Francesca, con el aire taciturno, movió la cabeza desolada. Lentamente se movió unos pasos para recoger los vestidos y la ropa interior tirada por el suelo. Los volvió a poner ordenados sobre los apoyabrazos del sofá. Luca, mientras tanto, hablaba en voz baja con Daniele y de vez en cuando señalaba con la mirada el cuarto de baño. A Francesca no se le escapó este detalle y abrió la puerta. Luca no tuvo tiempo para impedírselo y un grito acompañó su descubrimiento. Sobre el gran espejo había una frase escrita con pintalabios rojo: ¡Muere!
Luca y Daniele fueron junto a ella. También Daniele leyó aquella frase intimidatoria y luego volvieron a mirarse desconcertados.
–¿Pero por qué te la tienen jurada? –dejó escapar Daniele.
–¡Ojalá lo supiese! –respondió Francesca con desesperación.
También a Giusy le informaron sobre lo que le había ocurrido a Francesca y tanto había insistido que consiguió que la muchacha se mudase a su casa, justo encima del bar. Luca le había dado a entender con claridad a Francesca que no debía volver a vivir en aquella casa, sobre todo sola, al menos hasta que el misterio se aclarase.

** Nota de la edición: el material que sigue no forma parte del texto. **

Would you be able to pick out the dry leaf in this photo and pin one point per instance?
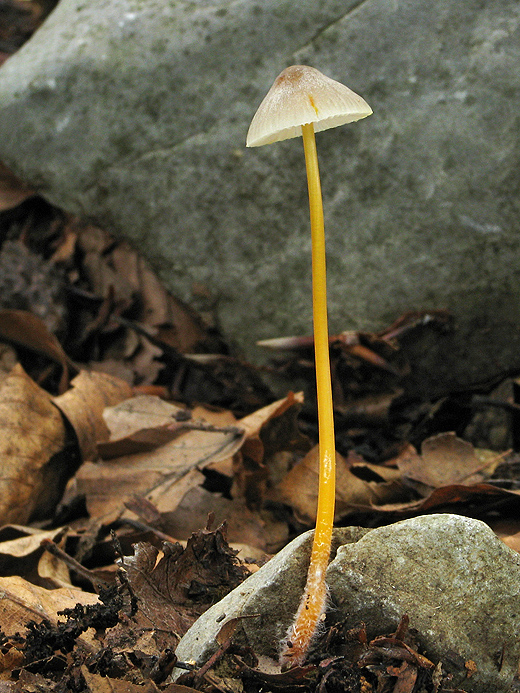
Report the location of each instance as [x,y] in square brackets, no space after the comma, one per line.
[25,329]
[83,405]
[32,476]
[446,459]
[107,485]
[175,588]
[22,554]
[22,602]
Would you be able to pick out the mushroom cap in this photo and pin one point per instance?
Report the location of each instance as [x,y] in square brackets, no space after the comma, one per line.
[301,95]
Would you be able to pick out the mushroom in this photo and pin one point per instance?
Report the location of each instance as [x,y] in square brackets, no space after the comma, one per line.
[303,101]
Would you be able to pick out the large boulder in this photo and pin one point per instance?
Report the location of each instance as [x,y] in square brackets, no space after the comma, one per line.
[458,583]
[134,112]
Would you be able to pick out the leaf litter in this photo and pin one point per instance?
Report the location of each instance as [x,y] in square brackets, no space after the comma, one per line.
[131,421]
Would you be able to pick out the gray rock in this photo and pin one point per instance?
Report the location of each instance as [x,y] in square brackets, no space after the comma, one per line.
[271,596]
[457,582]
[134,112]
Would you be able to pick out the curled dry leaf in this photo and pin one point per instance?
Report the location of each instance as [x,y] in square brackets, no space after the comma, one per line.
[176,587]
[32,475]
[84,403]
[23,554]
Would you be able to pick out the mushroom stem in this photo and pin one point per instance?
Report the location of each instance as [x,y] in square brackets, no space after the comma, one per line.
[314,597]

–¿No sería mejor en mi casa? Dos mujeres solas… –se arriesgó a decir Daniele.
–La casa de Giusy está en la plaza, un lugar muy céntrico, me deja bastante tranquilo y además mandaré todas las noches un coche patrulla para hacer un reconocimiento.
–Quizás nos estamos preocupando demasiado, quizás es sólo una coincidencia –intentó desdramatizar Daniele.

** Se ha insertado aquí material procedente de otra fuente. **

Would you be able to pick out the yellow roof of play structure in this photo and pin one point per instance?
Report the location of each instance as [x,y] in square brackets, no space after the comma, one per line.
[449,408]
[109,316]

Luca le lanzó una mirada bastante elocuente y el chico se sintió obligado a justificarse:
–Bueno, lo decía, por decir…
El teléfono móvil de Francesca sonó dentro del bolso, lo localizó en el bolsillo central y respondió a la llamada que provenía del padre. Estuvo tentada de contarle lo que había ocurrido pero luego se lo pensó mejor. No quería preocuparle todavía más y sobre todo no quería que la obligase a volver a Como. Para hablar más libremente salió a la plaza y se mezcló con las personas que iban y venían con la prisa mañanera.
–¿Y bien, ya lo has pensado? ¿Vuelves a Como?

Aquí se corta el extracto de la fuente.